USUALLY the last contractor on site, electrical instrumentation and control (EC&I) specialist ENI Electrical puts extra effort into helping clients around Africa meet their scheduled start-ups.
That’s according to General Manager Operations Russell Drake, who said that with decades of experience in mining and industrial projects on the continent, the Zest WEG group company understands the challenges that developers face.
Among its mining projects, it is currently involved in a large copper mine expansion in Zambia.
“Large project implementation is complex and is often made more challenging by the logistical constraints that many African projects face. There are invariably delays at various stages, which places more pressure on the EC&I contractor, who must in many ways ‘complete’ the roll-out.”
Drake said the company works extensively with project houses and directly for mining companies and is a preferred supplier to many of them. A key reason, he added, is the proactive attitude that underlies its depth of technical expertise.
Calvin Fisher, ENI Electrical overhead lines manager, emphasised the importance of on-time completion, combined with reliable electricity supply.
“With the various issues that may delay stages of a project, there is usually growing urgency as the deadline date approaches. This is normally when ENI Electrical enters the project, so we are accustomed to working under some extra pressure.

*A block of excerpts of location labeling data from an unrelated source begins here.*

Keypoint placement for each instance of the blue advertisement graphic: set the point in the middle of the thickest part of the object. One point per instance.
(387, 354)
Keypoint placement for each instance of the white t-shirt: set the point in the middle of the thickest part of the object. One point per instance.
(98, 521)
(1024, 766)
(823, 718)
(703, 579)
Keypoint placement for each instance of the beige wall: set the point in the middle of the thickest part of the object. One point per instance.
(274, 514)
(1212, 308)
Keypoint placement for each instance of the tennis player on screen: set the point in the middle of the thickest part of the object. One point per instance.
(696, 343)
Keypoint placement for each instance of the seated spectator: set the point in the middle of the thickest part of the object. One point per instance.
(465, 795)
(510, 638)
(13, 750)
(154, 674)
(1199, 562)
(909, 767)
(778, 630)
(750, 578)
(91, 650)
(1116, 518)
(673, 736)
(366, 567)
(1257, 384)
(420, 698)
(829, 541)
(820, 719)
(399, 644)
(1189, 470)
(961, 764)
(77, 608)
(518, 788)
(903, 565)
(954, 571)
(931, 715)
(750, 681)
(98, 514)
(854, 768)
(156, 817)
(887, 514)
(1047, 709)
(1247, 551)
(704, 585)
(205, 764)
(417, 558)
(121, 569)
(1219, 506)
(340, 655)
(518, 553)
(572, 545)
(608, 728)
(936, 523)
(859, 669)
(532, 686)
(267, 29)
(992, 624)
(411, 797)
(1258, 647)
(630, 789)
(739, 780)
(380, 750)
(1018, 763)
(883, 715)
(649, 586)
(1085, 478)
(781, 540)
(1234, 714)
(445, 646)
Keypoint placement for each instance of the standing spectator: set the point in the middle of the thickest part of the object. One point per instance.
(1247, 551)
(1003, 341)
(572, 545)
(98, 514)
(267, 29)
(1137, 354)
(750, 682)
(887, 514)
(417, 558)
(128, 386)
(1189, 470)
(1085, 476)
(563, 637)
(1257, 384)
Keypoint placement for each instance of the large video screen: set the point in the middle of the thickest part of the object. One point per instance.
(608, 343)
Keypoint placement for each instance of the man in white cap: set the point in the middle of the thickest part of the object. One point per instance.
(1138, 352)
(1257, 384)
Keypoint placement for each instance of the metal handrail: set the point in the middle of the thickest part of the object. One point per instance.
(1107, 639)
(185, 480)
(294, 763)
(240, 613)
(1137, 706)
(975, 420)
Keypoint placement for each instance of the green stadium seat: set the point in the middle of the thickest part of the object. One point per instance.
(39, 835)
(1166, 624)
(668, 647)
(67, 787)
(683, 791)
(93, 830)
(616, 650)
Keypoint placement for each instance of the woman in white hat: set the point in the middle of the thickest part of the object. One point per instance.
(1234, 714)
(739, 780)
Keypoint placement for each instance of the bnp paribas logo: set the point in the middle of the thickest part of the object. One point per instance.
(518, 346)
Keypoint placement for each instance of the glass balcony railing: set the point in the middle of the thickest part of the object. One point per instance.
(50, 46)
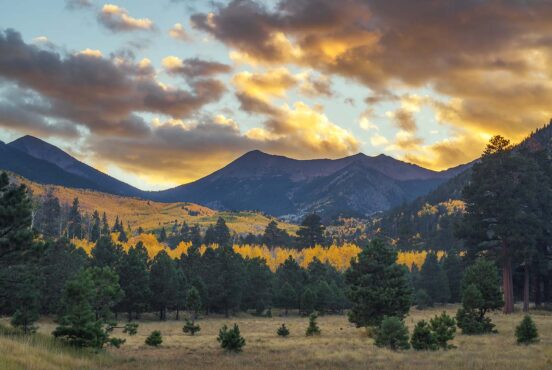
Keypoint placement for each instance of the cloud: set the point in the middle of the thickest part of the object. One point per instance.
(177, 32)
(194, 67)
(103, 95)
(488, 60)
(117, 19)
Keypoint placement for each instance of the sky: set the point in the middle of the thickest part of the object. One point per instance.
(161, 93)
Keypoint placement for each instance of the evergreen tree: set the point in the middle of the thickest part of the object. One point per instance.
(59, 262)
(193, 301)
(283, 331)
(96, 227)
(48, 218)
(104, 231)
(392, 333)
(134, 277)
(231, 339)
(191, 327)
(154, 339)
(526, 331)
(74, 225)
(434, 280)
(313, 328)
(378, 286)
(287, 298)
(163, 283)
(311, 232)
(422, 337)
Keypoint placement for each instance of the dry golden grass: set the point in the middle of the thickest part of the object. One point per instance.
(341, 346)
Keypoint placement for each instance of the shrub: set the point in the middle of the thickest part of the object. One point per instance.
(313, 328)
(392, 334)
(526, 331)
(154, 339)
(131, 328)
(190, 327)
(283, 331)
(443, 328)
(422, 337)
(231, 339)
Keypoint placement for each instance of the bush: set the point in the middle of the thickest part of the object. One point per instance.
(423, 300)
(422, 337)
(313, 328)
(154, 339)
(131, 328)
(443, 328)
(526, 331)
(230, 339)
(190, 327)
(392, 334)
(283, 331)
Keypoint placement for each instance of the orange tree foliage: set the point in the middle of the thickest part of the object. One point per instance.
(337, 256)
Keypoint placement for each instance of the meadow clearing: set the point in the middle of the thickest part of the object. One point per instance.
(341, 346)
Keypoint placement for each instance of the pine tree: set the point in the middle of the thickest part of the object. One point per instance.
(393, 334)
(422, 337)
(283, 331)
(526, 331)
(434, 280)
(75, 221)
(443, 328)
(378, 286)
(311, 232)
(154, 339)
(287, 298)
(163, 283)
(96, 227)
(313, 328)
(231, 339)
(308, 302)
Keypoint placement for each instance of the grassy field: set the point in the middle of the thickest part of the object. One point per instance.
(341, 346)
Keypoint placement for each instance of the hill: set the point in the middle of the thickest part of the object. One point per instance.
(152, 215)
(357, 185)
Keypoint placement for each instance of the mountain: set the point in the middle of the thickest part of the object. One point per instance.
(357, 185)
(95, 179)
(38, 170)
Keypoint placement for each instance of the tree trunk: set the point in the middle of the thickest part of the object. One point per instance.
(526, 288)
(507, 285)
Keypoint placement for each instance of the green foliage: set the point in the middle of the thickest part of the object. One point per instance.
(313, 328)
(392, 334)
(231, 339)
(422, 337)
(422, 299)
(526, 331)
(131, 328)
(191, 327)
(154, 339)
(378, 286)
(283, 331)
(311, 231)
(480, 295)
(443, 328)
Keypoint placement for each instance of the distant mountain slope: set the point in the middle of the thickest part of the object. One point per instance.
(41, 171)
(42, 150)
(358, 185)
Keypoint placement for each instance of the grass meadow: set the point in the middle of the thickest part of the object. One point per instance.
(341, 346)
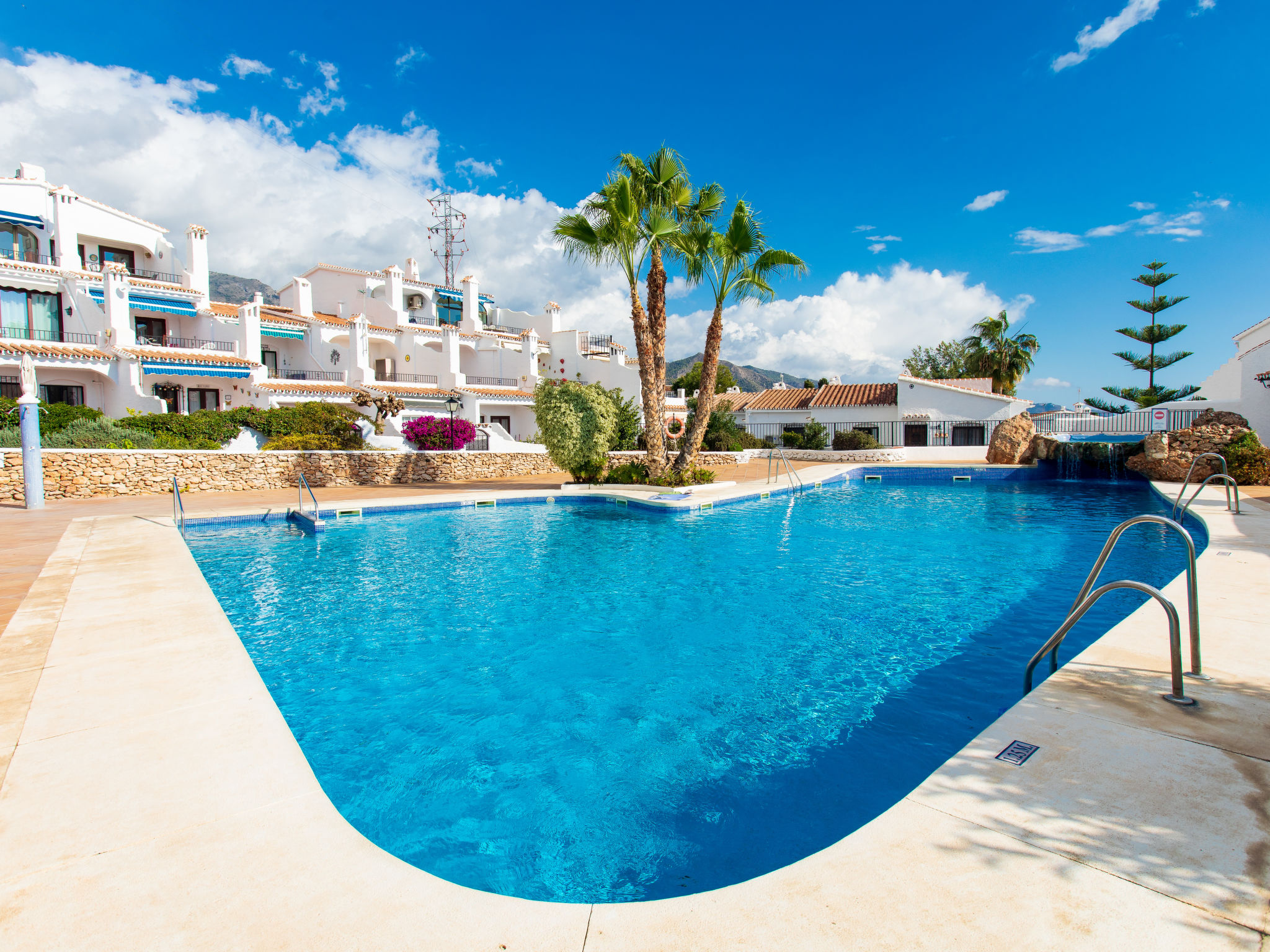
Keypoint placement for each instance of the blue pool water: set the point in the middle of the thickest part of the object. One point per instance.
(584, 702)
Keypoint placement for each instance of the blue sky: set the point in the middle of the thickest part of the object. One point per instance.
(828, 118)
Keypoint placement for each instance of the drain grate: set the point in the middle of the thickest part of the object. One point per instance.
(1018, 753)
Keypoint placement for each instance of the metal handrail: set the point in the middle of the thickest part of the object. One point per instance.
(1192, 584)
(1196, 460)
(303, 487)
(178, 507)
(1175, 639)
(1226, 482)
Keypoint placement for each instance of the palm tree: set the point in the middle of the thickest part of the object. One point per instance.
(738, 265)
(1002, 356)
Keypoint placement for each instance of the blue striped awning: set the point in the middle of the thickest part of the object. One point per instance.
(31, 221)
(193, 369)
(148, 302)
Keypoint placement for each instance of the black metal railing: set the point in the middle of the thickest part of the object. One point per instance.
(275, 374)
(406, 377)
(65, 337)
(29, 257)
(187, 343)
(591, 343)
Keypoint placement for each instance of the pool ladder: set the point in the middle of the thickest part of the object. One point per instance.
(796, 480)
(1085, 602)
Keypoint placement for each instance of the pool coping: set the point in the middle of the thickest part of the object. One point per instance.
(111, 833)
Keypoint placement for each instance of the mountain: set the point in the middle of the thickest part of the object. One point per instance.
(750, 379)
(234, 289)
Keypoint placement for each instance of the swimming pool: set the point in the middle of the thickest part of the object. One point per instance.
(588, 702)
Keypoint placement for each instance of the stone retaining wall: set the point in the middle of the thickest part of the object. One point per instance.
(75, 474)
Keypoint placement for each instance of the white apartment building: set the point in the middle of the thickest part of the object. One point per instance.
(115, 320)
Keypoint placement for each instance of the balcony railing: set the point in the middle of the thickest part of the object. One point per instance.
(167, 277)
(406, 377)
(65, 337)
(591, 343)
(337, 376)
(187, 343)
(30, 257)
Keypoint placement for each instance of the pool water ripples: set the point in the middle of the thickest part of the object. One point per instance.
(584, 702)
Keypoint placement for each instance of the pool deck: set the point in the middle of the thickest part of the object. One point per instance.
(154, 798)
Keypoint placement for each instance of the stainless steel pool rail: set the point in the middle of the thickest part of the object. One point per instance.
(1085, 601)
(1196, 460)
(178, 507)
(1227, 482)
(1175, 639)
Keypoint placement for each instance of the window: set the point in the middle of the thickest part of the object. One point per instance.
(448, 310)
(117, 255)
(61, 394)
(31, 315)
(151, 330)
(198, 399)
(18, 244)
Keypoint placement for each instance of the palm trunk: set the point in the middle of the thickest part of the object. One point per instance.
(654, 389)
(705, 395)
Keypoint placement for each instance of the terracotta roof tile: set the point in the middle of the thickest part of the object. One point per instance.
(37, 348)
(856, 395)
(175, 355)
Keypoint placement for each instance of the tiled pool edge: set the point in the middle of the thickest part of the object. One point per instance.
(395, 906)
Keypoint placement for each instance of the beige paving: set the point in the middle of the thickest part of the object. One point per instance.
(155, 798)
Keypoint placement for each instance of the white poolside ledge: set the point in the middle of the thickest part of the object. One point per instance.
(156, 799)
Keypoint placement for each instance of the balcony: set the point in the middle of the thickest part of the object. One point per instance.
(166, 277)
(406, 377)
(189, 343)
(63, 337)
(29, 257)
(331, 376)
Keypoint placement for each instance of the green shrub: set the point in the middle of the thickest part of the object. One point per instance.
(52, 416)
(855, 439)
(814, 434)
(304, 441)
(1248, 461)
(98, 434)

Our dynamic team actively looks for ways to advance the work, especially when the previous phases may not be quite ready for us to begin.”
Fisher said the team often does not have all the site access they need, so it requires some innovation to push the job along.
“We may even collaborate with other contractors if we have spare resources, for example, to help them complete their work so that we can start ours. Our focus is on being part of the solution, and this is an approach that really helps clients meet their deadlines.”
The linking up of electrical infrastructure, connections and equipment is one of the final stages to allow any project to start operating. In this role, ENI Electrical installs a wide range of electrical infrastructure including medium and low voltage cable reticulation, motor control centres, lighting, earthing protection and energy management systems.
Its control and instrumentation work ranges from process instrumentation and plant automation, to custom control stations and fibre or copper networks. The company also designs and installs overhead power lines up to 161 kV and substations.
“Our permanent bases in countries like Zambia and Ghana – with significant in-country investment in technical assets – underpins the efficiency of our work,” Drake said. “We understand our working environment very well, so we can quote accurately and fairly. This is vital to reduce variations during projects, as this can be disruptive to the project and the client.
“We also take pride in developing local capacity in the countries where we are based,” he said. Operating from locally registered entities also ensures legal compliance and maintains a social licence to operate.
ENI Electrical’s local operation in Zambia – established in 2002 – employs 188 local staff including highly skilled technical teams. In Ghana, ongoing investment in assets and skills gives that office the capability to run up to R300-million in contracts at any given time, Drake said.
Fisher said, “Our success in Africa is built on our specialised expertise and experience, but what clients really appreciate is our willingness and ability to ‘take up the slack’ towards the end of their project when time is not on their side. Our close contractor interface and solution-driven approach allow us to do this.”